L’action concrète de l’Esprit Saint est soulignée dans le livre des Actes des Apôtres, et depuis lors, chaque membre de l’Église, homme ou femme, membre de la hiérarchie constituée ou personne laïque, a son rôle à jouer comme témoin de la Résurrection ; chaque personne chrétienne, même la plus discrète, la vit et l’annonce, non nécessairement par un discours ou une action extérieure, mais en tout cas, simplement, par sa propre vie. Le témoignage de la Résurrection peut même être un silence.
Les femmes porteuses de parfum, et aussi les disciples cachés du Sauveur, montrent la discrétion initiale avec laquelle s’est propagée la Bonne Nouvelle de la Résurrection.
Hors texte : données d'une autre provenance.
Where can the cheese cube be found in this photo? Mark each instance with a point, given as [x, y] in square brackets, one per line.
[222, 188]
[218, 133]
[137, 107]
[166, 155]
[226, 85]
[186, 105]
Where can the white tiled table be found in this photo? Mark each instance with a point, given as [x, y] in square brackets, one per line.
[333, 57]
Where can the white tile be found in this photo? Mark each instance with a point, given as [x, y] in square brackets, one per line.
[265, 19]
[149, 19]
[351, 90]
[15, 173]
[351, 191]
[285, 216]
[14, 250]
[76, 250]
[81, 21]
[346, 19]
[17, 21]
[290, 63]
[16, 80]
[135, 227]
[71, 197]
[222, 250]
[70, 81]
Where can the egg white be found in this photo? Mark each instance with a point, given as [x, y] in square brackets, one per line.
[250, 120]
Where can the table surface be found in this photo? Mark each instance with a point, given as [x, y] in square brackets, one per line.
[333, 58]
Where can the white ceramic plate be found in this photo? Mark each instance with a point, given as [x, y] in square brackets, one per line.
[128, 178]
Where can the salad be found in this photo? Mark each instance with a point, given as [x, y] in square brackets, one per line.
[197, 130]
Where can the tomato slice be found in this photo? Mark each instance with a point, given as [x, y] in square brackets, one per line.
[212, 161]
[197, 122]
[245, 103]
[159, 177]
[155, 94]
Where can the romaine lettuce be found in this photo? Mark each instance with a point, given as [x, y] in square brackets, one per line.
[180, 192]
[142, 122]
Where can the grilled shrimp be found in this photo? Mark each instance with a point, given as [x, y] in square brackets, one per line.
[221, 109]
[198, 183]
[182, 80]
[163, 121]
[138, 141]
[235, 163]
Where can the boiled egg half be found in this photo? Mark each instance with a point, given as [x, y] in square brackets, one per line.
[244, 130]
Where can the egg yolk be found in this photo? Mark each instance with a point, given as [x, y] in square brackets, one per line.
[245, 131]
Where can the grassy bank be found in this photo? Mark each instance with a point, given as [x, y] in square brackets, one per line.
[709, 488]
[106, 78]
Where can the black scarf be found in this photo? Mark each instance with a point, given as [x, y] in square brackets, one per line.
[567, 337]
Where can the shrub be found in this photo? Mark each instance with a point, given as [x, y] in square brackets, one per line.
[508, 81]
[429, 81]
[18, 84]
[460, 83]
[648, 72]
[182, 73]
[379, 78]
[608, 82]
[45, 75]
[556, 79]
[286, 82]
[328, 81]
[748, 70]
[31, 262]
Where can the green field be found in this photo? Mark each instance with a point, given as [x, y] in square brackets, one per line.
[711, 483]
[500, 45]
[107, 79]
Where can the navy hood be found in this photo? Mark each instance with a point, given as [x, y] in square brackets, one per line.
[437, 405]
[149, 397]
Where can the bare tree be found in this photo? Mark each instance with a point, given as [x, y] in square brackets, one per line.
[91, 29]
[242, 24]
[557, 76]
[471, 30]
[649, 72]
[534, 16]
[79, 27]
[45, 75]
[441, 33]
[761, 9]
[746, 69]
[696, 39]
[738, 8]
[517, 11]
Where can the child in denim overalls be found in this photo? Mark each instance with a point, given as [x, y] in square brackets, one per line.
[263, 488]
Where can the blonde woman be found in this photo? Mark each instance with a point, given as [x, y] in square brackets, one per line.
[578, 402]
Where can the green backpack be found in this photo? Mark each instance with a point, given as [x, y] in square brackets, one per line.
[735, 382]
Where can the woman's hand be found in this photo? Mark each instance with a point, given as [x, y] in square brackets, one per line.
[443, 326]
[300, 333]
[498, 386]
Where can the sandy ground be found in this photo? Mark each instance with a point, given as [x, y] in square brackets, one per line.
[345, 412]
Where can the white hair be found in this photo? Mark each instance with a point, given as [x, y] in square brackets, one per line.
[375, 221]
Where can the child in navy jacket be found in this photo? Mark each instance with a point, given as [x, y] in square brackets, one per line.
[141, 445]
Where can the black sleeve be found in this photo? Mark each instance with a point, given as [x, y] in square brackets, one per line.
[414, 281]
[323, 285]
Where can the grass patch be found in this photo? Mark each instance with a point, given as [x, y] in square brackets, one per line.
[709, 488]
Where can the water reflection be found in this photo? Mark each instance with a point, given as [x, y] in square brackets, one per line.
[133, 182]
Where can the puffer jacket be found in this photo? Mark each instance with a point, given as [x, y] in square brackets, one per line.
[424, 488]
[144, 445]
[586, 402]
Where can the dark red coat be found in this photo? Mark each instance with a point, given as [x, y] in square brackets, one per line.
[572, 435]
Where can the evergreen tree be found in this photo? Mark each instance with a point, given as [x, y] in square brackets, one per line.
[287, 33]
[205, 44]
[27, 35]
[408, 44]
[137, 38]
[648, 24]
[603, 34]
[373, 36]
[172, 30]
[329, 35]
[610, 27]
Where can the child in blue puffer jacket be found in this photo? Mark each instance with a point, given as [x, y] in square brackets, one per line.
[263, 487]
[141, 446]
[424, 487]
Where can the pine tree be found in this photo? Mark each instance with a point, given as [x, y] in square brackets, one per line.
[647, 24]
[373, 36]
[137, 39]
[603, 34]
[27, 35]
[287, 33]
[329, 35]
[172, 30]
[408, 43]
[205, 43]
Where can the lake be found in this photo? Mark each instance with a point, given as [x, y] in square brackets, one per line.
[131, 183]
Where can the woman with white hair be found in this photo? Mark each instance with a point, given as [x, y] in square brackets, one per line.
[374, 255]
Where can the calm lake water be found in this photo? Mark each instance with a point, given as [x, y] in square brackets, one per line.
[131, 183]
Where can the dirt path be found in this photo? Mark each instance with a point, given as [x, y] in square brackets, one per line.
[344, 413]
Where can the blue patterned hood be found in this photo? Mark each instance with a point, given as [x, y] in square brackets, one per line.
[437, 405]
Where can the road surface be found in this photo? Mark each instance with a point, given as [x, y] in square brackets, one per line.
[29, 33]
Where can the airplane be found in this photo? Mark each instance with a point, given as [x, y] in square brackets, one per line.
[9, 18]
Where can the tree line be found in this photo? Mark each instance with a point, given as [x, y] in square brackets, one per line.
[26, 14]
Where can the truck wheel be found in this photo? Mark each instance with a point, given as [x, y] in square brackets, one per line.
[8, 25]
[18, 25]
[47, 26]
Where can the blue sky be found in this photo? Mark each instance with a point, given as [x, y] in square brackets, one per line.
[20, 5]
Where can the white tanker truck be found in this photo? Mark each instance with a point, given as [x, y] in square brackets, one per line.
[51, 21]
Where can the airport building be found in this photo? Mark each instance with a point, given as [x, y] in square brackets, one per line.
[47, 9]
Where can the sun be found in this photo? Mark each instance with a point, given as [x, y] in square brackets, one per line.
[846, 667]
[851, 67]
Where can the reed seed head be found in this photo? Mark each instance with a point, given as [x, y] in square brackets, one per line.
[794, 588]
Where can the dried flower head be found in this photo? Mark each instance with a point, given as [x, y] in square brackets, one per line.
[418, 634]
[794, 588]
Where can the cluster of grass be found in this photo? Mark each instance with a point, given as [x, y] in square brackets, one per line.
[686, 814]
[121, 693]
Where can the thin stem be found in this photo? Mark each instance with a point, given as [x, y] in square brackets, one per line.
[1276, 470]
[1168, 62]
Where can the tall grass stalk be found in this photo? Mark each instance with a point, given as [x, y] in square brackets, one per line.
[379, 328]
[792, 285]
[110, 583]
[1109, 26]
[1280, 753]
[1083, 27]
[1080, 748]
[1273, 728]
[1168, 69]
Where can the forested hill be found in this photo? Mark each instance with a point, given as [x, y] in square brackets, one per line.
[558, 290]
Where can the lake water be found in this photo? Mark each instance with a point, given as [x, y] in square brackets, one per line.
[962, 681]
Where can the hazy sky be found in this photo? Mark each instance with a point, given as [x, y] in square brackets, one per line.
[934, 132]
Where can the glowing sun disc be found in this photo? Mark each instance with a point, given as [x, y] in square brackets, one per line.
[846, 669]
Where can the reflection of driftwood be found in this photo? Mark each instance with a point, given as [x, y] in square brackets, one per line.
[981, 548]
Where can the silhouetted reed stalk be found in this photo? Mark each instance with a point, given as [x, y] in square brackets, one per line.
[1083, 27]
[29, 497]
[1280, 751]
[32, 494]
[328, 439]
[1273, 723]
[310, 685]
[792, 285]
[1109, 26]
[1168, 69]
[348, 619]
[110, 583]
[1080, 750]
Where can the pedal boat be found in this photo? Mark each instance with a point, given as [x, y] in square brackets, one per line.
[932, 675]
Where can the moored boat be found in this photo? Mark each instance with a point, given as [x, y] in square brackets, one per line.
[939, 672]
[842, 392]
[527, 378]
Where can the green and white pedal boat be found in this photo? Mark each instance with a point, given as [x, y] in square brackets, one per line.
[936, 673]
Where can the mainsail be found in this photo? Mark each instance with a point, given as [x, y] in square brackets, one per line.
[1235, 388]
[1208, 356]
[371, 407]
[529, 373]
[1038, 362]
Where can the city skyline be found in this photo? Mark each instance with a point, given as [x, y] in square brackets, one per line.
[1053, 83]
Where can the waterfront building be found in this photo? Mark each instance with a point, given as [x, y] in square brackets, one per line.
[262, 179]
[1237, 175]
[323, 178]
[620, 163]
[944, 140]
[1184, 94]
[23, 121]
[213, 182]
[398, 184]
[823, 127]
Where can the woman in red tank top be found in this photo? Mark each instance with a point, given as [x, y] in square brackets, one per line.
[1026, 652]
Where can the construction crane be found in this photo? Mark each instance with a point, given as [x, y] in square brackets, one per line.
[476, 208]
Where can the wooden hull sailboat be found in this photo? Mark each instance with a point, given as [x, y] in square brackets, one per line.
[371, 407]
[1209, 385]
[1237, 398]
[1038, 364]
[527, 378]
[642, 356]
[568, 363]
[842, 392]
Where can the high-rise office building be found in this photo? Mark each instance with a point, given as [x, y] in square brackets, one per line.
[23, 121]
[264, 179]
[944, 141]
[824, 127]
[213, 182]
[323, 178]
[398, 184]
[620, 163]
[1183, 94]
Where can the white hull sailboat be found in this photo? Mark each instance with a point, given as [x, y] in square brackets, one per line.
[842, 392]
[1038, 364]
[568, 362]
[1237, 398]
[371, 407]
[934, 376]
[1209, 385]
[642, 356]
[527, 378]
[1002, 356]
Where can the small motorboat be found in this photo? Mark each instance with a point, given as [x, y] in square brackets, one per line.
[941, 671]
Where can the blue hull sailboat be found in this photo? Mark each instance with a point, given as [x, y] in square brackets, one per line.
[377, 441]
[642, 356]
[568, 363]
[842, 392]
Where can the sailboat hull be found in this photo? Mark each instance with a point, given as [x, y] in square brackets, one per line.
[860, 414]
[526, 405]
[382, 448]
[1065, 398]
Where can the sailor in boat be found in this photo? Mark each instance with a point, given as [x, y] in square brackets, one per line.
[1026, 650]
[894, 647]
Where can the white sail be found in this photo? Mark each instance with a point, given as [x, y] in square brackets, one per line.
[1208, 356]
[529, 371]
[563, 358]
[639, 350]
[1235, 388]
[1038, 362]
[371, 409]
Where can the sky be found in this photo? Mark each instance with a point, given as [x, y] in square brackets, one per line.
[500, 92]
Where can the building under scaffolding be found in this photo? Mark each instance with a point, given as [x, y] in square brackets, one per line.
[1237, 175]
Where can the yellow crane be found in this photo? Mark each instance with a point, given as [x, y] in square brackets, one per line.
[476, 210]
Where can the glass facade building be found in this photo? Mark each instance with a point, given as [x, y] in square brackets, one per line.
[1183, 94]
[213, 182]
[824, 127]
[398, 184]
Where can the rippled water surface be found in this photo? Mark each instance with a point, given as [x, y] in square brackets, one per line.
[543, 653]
Le récit évangélique montre que les femmes sont d’abord pleines d’effroi, n’osant rien dire de cette Bonne Nouvelle. La Résurrection est un événement inouï, dépassant les limites de notre esprit humain, et indémontrable. Mais leur rôle essentiel sur le moment, et aussi maintenant leur intercession, ainsi que notre vénération pour les disciples cachés, hommes et femmes, tout cela continue à nous assister aujourd’hui dans notre confession de foi du Christ ressuscité. L’Église n’a pas pour vocation première d’être visible ni célèbre aux yeux du monde, mais de constituer un véritable ferment (v. Mt, 13,33) à l’œuvre au cœur d’un environnement parfois hostile, mais au sein duquel, contre toute apparence, grandit le Royaume des Cieux. Il ne nous appartient pas, comme chrétiens, de savoir de quelle manière ce Royaume se manifeste, mais avant tout de conserver et développer en nous la foi ou la certitude en sa venue, d’abord dans nos cœurs, où avec la prière des Saints il grandit, pour se manifester à la fin des temps que nous attendons avec ferveur. Notre vocation est d’entrer dans le Royaume, chaque jour un peu plus, en apprenant à remercier et glorifier sans fin le Christ ressuscité.
Note catéchétique : à propos de la lecture liturgique des Actes des Apôtres entre Pâques et Pentecôte
Le choix de ce livre biblique comme lecture durant la période de fête entre Pâques et Pentecôte est expliqué par S. Jean Chrysostome (4e s.), dans le début de ses Homélies sur les Actes. Le célèbre prédicateur interprète ce livre du Nouveau Testament comme un témoignage de la Résurrection. C’est en effet grâce à la puissance du Christ ressuscité que les Apôtres ont pu prêcher et accomplir des signes et des prodiges décrits dans les passages choisis et lus en ce moment ; ils ont pu aussi triompher de toutes sortes de périls et d’épreuves.
Lorsque nous lisons les Actes des Apôtres, que cette puissance de la Résurrection nous assiste aussi à chaque instant et nous aide à triompher de tout qui en nous et autour de nous s’oppose à notre foi en la Résurrection et en la venue du Royaume de Dieu dans nos cœurs.